U.S. regulators this week released their first scientific evaluation of Pfizer’s COVID-19 vaccine and confirmed it offers strong protection, setting the stage for the government to green light the biggest vaccination effort in the nation’s history, the AP reported Tuesday.

According to the AP, the analysis by Food and Drug Administration scientists comes ahead of a Thursday meeting where the agency’s independent advisers will debate if the evidence is strong enough to recommend vaccinating millions of Americans. A final FDA decision and the first shots could follow within just days.

The United Kingdom on Tuesday began vaccinations using the vaccine created by Pfizer and BioNTech.

The FDA later this month will consider one developed by Moderna, the AP said.

Also Tuesday, a medical journal published early data suggesting a third vaccine candidate, AstraZeneca’s, also protects people, though not as much as the two other front-runners.

The FDA said partial protection appears two weeks after the first dose of the Pfizer shot, and greater protection seems to last at least two months after the second and final dose, the AP reported.

As for safety, the FDA found no serious side effects among the more than 37,000 volunteers who have been tracked for at least two months after their last dose, the period when vaccination problems typically appear.

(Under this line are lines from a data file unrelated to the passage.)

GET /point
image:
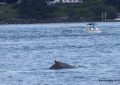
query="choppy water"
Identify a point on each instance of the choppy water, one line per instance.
(27, 51)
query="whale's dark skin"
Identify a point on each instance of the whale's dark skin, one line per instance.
(60, 65)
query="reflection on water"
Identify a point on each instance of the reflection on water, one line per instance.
(27, 51)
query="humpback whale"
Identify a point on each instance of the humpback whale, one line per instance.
(61, 65)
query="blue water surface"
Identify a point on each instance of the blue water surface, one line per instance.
(27, 52)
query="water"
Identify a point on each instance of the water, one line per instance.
(27, 51)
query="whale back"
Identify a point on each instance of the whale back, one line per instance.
(60, 65)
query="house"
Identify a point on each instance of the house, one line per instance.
(67, 1)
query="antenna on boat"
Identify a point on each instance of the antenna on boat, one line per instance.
(104, 16)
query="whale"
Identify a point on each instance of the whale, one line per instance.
(61, 65)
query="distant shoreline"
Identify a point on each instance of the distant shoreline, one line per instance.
(34, 21)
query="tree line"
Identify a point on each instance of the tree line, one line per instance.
(42, 9)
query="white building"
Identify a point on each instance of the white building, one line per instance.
(67, 1)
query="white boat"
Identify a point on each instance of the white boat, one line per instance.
(91, 28)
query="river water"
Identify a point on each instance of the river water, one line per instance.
(27, 52)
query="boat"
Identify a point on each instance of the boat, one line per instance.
(92, 28)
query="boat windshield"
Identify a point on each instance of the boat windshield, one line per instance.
(91, 25)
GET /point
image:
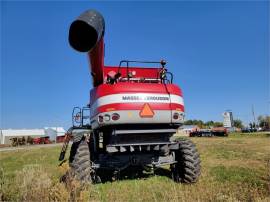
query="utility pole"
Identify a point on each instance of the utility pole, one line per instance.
(253, 114)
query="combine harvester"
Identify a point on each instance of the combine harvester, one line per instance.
(133, 113)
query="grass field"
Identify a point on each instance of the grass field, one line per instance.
(234, 168)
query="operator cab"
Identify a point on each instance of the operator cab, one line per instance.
(138, 74)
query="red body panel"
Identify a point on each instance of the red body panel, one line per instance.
(132, 89)
(107, 89)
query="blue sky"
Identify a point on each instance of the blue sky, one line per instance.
(218, 52)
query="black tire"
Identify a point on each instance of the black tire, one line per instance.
(188, 168)
(80, 163)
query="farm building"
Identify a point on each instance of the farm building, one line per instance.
(52, 132)
(187, 129)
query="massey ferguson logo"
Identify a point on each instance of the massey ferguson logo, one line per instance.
(152, 98)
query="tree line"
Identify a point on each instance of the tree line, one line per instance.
(263, 122)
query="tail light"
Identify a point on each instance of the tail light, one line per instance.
(115, 116)
(100, 119)
(175, 116)
(107, 117)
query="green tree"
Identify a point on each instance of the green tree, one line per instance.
(264, 122)
(238, 123)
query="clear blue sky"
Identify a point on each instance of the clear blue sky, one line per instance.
(218, 52)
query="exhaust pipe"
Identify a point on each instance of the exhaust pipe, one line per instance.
(86, 35)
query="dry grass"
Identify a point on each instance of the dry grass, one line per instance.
(233, 169)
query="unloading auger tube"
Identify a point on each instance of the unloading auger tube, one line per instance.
(86, 35)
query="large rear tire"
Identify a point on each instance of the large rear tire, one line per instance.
(80, 163)
(188, 168)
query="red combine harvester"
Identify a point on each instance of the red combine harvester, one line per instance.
(132, 115)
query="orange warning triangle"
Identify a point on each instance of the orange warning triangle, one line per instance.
(147, 111)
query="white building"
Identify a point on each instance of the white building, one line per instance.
(228, 119)
(52, 132)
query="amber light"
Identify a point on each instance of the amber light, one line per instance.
(115, 116)
(100, 119)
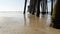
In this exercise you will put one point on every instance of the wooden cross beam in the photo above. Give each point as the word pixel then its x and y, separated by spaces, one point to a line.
pixel 25 6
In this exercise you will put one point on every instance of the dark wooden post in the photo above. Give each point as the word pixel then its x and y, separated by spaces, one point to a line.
pixel 25 6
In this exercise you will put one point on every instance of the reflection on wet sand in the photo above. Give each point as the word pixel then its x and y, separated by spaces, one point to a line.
pixel 26 24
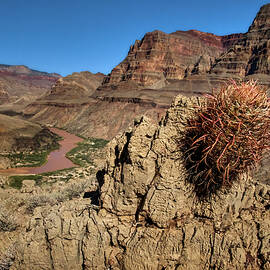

The main side effects were injection-site pain or flu-like reactions that tend to last a day or two, according to the AP. More than half of adults under 55 experienced fatigue or headaches, about a third reported chills or muscle pain, and 16% had a fever.

Older adults were less likely to experience those reactions.

For Brinkman, though, the benefits of a vaccine outweigh the risks.

“If we want to get back to the way things were … vaccines are the route to do that, and by far the quickest route to do that,” he said.